Subscribe to our newsletter

(Credit: Twin Peaks)


David Lynch discusses the chances of 'Twin Peaks' returning for season 4

Following on from the hugely celebrated third season of Twin Peaks which arrived in 2017, speculation has been never-ending in the hope that both David Lynch and Mark Frost would team up again for another run of suitably surreal episodes.

Following a 25-year hiatus, Lynch created Twin Peaks: The Return alongside his creative partner Frost which saw many of the original cast such as Kyle MacLachlan return to play his role as FBI Special Agent Dale Cooper.

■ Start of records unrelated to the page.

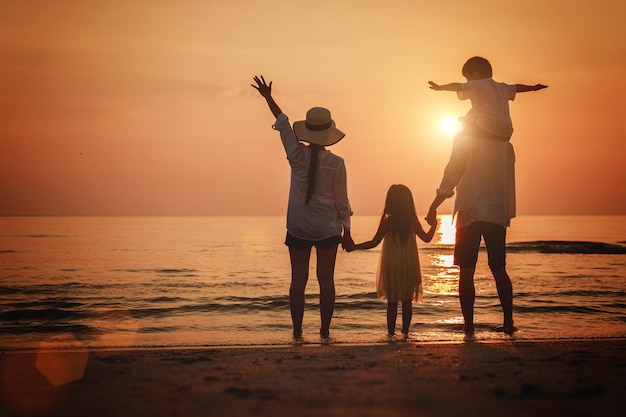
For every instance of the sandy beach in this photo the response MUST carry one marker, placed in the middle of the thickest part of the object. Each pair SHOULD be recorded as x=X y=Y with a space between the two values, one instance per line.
x=516 y=378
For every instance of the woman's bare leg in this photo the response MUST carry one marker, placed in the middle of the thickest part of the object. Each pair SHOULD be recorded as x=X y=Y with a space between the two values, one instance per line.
x=326 y=277
x=299 y=277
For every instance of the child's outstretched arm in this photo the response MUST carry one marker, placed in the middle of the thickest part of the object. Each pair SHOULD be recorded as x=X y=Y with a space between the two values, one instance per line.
x=266 y=91
x=378 y=237
x=523 y=88
x=445 y=87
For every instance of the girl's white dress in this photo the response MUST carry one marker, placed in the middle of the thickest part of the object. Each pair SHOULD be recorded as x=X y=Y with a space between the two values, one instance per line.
x=399 y=277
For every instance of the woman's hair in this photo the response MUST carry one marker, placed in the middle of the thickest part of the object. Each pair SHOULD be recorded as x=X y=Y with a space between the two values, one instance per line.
x=477 y=64
x=312 y=172
x=400 y=212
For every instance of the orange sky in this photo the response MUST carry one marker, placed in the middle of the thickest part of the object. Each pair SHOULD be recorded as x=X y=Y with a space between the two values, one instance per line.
x=145 y=107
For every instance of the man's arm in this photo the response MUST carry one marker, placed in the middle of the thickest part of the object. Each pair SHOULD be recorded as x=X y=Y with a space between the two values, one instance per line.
x=445 y=87
x=523 y=88
x=451 y=175
x=266 y=91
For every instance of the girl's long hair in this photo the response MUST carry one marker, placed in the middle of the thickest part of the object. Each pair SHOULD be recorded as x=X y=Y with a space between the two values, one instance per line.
x=400 y=212
x=312 y=172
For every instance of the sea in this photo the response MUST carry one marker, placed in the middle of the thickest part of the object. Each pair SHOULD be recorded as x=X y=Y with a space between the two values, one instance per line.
x=145 y=282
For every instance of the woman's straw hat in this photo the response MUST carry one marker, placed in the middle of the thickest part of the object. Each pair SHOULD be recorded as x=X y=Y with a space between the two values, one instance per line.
x=318 y=128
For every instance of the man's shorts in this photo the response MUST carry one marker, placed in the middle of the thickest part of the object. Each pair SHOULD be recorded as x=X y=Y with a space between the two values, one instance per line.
x=468 y=243
x=297 y=243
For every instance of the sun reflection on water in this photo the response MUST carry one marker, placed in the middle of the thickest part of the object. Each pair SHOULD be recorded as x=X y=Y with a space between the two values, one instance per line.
x=446 y=230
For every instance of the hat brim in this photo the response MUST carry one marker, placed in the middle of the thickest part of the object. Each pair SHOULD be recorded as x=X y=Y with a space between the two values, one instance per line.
x=325 y=137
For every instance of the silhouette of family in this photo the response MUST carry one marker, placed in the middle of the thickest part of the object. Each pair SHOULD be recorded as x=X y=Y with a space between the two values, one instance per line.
x=480 y=169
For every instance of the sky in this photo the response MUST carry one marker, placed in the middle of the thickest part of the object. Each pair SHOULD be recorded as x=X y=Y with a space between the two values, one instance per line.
x=128 y=107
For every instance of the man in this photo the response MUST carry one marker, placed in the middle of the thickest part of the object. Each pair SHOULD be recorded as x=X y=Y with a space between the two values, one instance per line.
x=483 y=172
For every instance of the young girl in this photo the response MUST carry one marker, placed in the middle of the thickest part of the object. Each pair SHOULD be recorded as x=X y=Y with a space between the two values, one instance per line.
x=399 y=278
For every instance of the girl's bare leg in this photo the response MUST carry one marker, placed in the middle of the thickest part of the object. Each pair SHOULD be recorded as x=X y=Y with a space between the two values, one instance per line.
x=407 y=315
x=392 y=315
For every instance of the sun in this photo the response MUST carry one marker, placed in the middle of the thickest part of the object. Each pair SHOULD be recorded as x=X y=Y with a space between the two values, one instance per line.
x=449 y=124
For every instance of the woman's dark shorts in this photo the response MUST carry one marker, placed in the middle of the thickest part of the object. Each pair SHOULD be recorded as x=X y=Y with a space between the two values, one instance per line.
x=297 y=243
x=468 y=243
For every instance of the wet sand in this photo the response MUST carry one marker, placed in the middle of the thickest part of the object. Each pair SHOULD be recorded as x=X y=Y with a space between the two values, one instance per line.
x=510 y=378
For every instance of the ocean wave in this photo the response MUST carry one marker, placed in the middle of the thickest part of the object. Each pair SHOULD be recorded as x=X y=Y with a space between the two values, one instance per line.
x=567 y=246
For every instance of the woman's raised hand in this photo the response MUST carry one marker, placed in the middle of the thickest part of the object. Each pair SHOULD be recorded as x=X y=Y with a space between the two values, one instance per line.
x=262 y=87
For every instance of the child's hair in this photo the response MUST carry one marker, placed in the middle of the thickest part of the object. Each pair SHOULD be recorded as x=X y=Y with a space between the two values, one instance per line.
x=400 y=211
x=477 y=64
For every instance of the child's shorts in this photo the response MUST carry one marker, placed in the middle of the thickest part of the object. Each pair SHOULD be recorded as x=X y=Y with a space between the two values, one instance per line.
x=297 y=243
x=468 y=243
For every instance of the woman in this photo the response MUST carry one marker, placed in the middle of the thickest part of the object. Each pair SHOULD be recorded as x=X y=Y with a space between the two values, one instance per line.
x=318 y=210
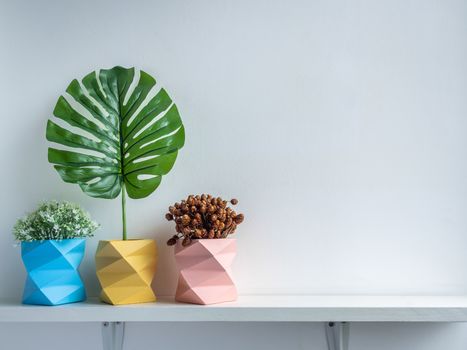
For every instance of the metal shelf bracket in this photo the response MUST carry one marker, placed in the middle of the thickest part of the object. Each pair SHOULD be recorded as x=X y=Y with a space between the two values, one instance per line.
x=337 y=335
x=112 y=335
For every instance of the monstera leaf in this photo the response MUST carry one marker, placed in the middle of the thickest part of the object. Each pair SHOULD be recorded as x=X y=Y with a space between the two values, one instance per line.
x=119 y=130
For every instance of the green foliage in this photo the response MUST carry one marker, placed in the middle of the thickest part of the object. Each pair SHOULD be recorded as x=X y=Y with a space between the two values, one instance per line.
x=55 y=220
x=118 y=133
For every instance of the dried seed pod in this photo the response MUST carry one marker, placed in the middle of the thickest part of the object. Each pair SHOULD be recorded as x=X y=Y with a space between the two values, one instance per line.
x=185 y=220
x=239 y=219
x=211 y=234
x=203 y=216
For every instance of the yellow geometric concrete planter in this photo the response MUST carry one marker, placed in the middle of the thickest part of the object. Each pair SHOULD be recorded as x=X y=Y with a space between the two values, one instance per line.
x=125 y=270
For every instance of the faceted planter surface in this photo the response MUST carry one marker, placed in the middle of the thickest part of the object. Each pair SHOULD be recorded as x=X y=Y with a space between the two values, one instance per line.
x=125 y=270
x=204 y=271
x=52 y=271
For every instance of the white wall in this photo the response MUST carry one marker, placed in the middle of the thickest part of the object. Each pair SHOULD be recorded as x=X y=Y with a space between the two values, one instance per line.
x=339 y=125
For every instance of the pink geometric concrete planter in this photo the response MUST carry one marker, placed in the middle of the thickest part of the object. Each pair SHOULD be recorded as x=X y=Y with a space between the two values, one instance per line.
x=204 y=271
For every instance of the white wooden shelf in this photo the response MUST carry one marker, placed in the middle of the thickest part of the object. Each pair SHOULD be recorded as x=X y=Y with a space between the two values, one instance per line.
x=259 y=308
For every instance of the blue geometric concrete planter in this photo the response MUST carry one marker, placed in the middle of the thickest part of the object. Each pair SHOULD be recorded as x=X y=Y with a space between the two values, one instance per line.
x=52 y=268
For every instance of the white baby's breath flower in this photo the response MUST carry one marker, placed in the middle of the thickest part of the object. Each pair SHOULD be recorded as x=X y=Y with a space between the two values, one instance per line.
x=55 y=220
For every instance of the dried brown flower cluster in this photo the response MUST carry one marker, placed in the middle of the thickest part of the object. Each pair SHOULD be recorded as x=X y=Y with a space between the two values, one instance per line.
x=203 y=216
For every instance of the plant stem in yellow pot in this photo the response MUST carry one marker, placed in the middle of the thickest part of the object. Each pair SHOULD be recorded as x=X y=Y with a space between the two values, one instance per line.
x=121 y=133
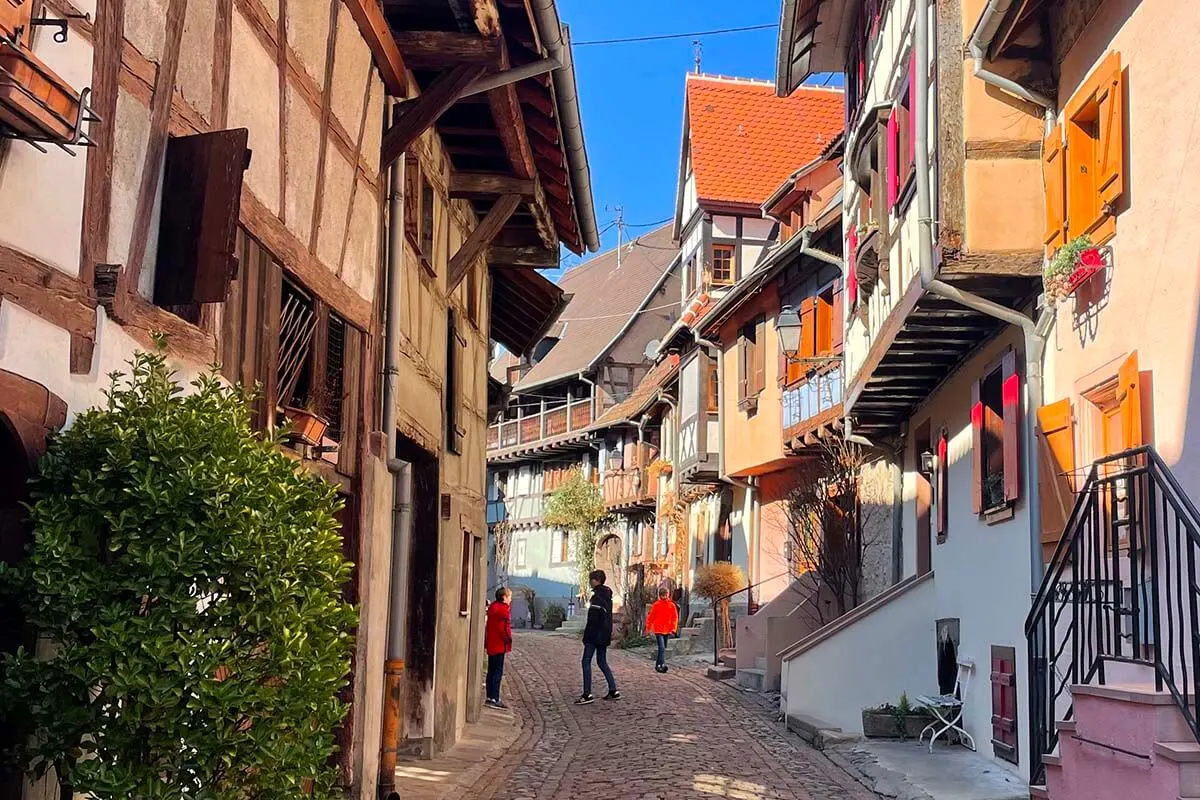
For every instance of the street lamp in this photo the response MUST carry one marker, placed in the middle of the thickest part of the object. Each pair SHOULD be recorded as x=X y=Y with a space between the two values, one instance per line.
x=787 y=324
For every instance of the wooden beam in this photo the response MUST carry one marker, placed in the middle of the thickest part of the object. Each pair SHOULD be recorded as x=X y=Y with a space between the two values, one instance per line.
x=436 y=48
x=541 y=257
x=480 y=239
x=473 y=184
x=378 y=36
x=418 y=114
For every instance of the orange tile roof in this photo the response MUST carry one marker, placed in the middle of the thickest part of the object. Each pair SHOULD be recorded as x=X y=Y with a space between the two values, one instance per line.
x=745 y=140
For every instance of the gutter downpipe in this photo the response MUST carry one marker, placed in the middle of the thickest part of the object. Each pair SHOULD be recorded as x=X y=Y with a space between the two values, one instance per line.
x=1035 y=331
x=556 y=38
x=401 y=473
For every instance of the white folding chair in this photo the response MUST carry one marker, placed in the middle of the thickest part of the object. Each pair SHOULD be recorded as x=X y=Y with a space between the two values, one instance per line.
x=948 y=708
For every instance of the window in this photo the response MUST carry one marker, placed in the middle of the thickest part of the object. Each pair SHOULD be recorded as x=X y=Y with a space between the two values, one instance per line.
x=995 y=408
x=465 y=577
x=723 y=265
x=453 y=388
x=751 y=364
x=1083 y=161
x=427 y=222
x=198 y=227
x=714 y=388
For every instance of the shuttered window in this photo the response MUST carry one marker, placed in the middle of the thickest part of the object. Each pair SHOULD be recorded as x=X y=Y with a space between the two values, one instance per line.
x=198 y=227
x=995 y=434
x=1056 y=467
x=1003 y=703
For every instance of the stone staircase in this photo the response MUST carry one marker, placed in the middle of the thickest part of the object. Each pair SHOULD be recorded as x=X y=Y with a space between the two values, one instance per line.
x=1126 y=740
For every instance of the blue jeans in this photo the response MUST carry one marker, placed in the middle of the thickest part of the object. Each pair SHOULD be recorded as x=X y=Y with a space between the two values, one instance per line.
x=495 y=672
x=601 y=654
x=663 y=648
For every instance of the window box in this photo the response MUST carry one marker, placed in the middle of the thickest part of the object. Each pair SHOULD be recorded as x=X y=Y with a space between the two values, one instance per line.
x=35 y=103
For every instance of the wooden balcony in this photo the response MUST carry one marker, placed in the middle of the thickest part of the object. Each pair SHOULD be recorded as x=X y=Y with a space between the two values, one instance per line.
x=811 y=405
x=574 y=416
x=629 y=488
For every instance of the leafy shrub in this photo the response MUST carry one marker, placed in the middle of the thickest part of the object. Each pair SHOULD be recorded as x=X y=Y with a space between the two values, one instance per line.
x=553 y=617
x=187 y=578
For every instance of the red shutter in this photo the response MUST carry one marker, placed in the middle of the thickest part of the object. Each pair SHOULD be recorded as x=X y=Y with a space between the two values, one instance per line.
x=976 y=449
x=1003 y=703
x=852 y=266
x=198 y=227
x=839 y=314
x=893 y=164
x=1011 y=394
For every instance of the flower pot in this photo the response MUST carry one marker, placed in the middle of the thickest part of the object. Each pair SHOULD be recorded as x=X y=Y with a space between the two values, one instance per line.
x=306 y=426
x=34 y=101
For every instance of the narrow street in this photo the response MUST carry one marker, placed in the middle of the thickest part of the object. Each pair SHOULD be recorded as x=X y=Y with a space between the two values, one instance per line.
x=675 y=735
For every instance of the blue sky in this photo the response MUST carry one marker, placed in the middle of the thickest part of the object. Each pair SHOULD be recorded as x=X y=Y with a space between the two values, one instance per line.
x=631 y=94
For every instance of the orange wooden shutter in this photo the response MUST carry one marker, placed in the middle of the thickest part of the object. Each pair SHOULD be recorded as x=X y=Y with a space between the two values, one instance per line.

Set 25 years after the events of the original Twin Peaks, the Return was made up of 18 episodes which centred the core of the plot around “Agent Cooper’s odyssey back to Twin Peaks.” Bringing back many who contributed and worked on the original series, Lynch and Frost has successfully managed to pick up where they left off in 1991 with emphatic effect. While speculation has been rife about the possibility of new episodes, Lynch has previously remained tight-lipped the possibility: “It’s too early to say if there will be a fourth season of the series,” he commented in the past. “If that were the case, we would have to wait a few more years because it took me four and a half years to write and film this season.” 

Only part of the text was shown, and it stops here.